Fiercely involving in a way we’re not used to, made with sensitivity and honesty, “Leave No Trace” tells its emotional story of a father and daughter living dangerously off the grid in way that is unnerving and uncompromising yet completely satisfying.
As in years past, I am going to order the rest of my list alphabetically, but, in recognition of how strong individual films were in 2018, I will also do a few things differently.
That starts with not including more than one film in each choice (as has been my habit in the past) but letting each of these films stand alone. Here goes:
“Cold War.” Poland’s Pawel Pawlikowski has made a star-crossed love story, haunting, atmospheric, passionate and tempestuous.
“Free Solo.” Both intimate and expansive, this eye-widening documentary about a climber who disdains ropes has an unexpected human dimension.
“Incredibles 2.” If all sequels were as good as this 14-years-later follow-up, what a fine movie world this would be.
“Roma.” Mexican filmmaker Alfonso Cuarón’s impeccably realized memory piece allows us to feel we haven’t merely witnessed a life, we’ve been fully immersed in one.
“Shoplifters.” The latest from Japan’s Hirokazu Kore-eda, a master of unforced intimacy, this wise and insightful film is delicate, poignant and unexpectedly powerful.

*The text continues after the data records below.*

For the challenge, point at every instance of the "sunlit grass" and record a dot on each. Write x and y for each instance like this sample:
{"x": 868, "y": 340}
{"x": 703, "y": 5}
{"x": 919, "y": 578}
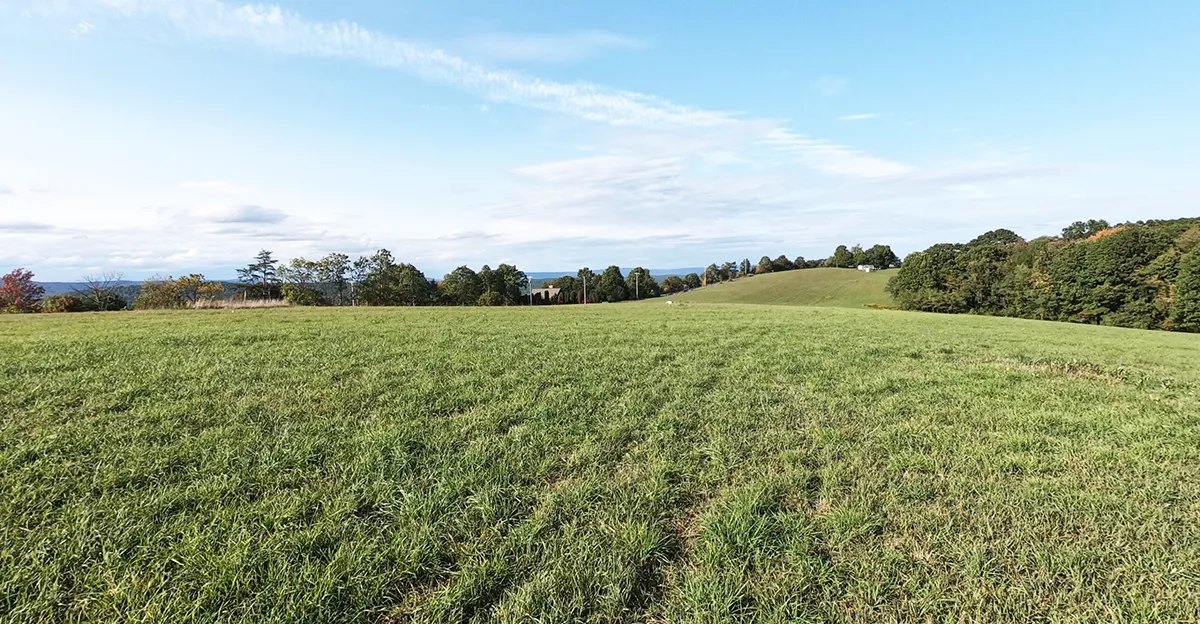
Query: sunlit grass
{"x": 595, "y": 463}
{"x": 804, "y": 287}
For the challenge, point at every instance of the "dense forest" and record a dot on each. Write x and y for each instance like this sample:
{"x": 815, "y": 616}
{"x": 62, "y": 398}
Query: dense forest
{"x": 1133, "y": 275}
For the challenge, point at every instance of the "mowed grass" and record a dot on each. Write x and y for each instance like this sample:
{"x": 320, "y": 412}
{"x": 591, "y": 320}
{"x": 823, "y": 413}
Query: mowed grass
{"x": 804, "y": 287}
{"x": 595, "y": 463}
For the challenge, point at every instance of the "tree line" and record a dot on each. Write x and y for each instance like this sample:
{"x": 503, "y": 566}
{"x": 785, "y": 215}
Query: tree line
{"x": 379, "y": 280}
{"x": 1134, "y": 275}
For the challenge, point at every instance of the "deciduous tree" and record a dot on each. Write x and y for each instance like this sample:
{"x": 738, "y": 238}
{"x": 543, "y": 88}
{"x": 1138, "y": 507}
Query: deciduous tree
{"x": 19, "y": 292}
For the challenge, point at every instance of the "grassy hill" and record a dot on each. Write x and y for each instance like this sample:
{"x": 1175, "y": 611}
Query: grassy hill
{"x": 807, "y": 287}
{"x": 595, "y": 463}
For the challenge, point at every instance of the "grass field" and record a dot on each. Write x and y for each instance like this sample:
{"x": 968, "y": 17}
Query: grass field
{"x": 595, "y": 463}
{"x": 807, "y": 287}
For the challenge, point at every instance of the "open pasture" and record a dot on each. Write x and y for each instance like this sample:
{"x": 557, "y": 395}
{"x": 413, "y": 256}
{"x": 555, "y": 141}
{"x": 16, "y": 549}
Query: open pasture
{"x": 595, "y": 463}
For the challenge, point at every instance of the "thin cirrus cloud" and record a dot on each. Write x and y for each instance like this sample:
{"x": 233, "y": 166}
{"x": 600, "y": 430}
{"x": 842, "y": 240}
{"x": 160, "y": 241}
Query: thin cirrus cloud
{"x": 214, "y": 186}
{"x": 568, "y": 47}
{"x": 24, "y": 227}
{"x": 247, "y": 214}
{"x": 281, "y": 31}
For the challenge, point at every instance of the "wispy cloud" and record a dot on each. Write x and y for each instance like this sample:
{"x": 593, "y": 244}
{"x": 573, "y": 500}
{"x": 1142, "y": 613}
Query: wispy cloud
{"x": 214, "y": 186}
{"x": 561, "y": 48}
{"x": 283, "y": 31}
{"x": 831, "y": 85}
{"x": 24, "y": 227}
{"x": 247, "y": 214}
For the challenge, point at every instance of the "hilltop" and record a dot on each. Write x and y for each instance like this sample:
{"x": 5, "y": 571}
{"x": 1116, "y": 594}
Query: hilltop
{"x": 807, "y": 287}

“A Star Is Born.” This is the fifth version of a venerable Hollywood tale, but you wouldn’t know it from Lady Gaga and Bradley Cooper’s fearlessly emotional performances.
Sundance documentaries. It’s a truism that the Park City festival is the U.S.’ premiere doc showcase, but in 2018 something like 20 top docs debuted there on the way to theatrical release. Just listing my favorite 15 in alphabetical order takes my breath away:
“Bisbee ’17,” Crime + Punishment,” “Dark Money,” “Hal,” “Hale County This Morning, This Evening,” “Jane Fonda In Five Acts,” “King In the Wilderness,” “The Last Race,” “On Her Shoulders,” “The Oslo Diaries,” “RBG,” “The Sentence,” “Shirkers,” “Three Identical Strangers,” “Won’t You Be My Neighbor?”
“Vice.” “The Big Short” showed that Adam McKay was a writer-director to reckon with, and this wicked smart Christian Bale-starring satirical biography of Vice President Dick Cheney proves that in spades.
But listing 10 films is not going to do justice to the kind of year 2018 was, so I am presenting an unprecedented (for me) follow-up: a Second 10 list, terrific films that in a weaker year would have had no trouble making it to the top group but just couldn’t fit this time around. Alphabetically they are:
“At Eternity’s Gate.” Willem Dafoe’s deep dive into playing Vincent van Gogh elevates everything it touches.
“The Ballad of Buster Scruggs.” The Coen brothers’ take on the traditional western is hard to resist.
“BlacKkKlansman.” Spike Lee reaffirms that he’s as skilled as a filmmaker as he is as a committed polemicist.
“Can You Ever Forgive Me?” Melissa McCarthy gives a nuanced dramatic performance as a woman you hate to care about.
“The Front Runner.” Jason Reitman’s fine, unjustly neglected film about politician Gary Hart and his relevance to today.
“The Mule.” At age 88, Clint Eastwood continues to do things his own way, and we’re all richer for it.
“A Private War.” Rosamund Pike brilliantly brings to life foreign correspondent Marie Colvin’s magnificent obsession with the truth.
“They Shall Not Grow Old.” Peter Jackson’s ground-breaking documentary uses the most modern technology to bring ancient World War I footage magnificently alive.
“22 July.” Paul Greengrass’ ambitious, somber and significant re-creation of a horrific terrorist attack.
“Wildlife.” An impeccably made, beautifully restrained emotional drama that is also an impressive directing debut for actor Paul Dano.
Lastly, I want to put in a good word for the wonderful films that didn’t all last long at theaters but still linger in my mind. Let’s hear it for, in no particular order: “Puzzle,” “Early Man,” “Juliet Naked,” “Beirut,” “The Guilty,” “The Land of Steady Habits,” “Big Fish and Begonia,” “Mirai,” “The Death of Stalin,” “The Guardians,” “American Animals,” “Hearts Beat Loud,” “Custody,” “The Cakemaker” and “I Am Not A Witch.” They enriched my year and, given the chance, they will yours as well.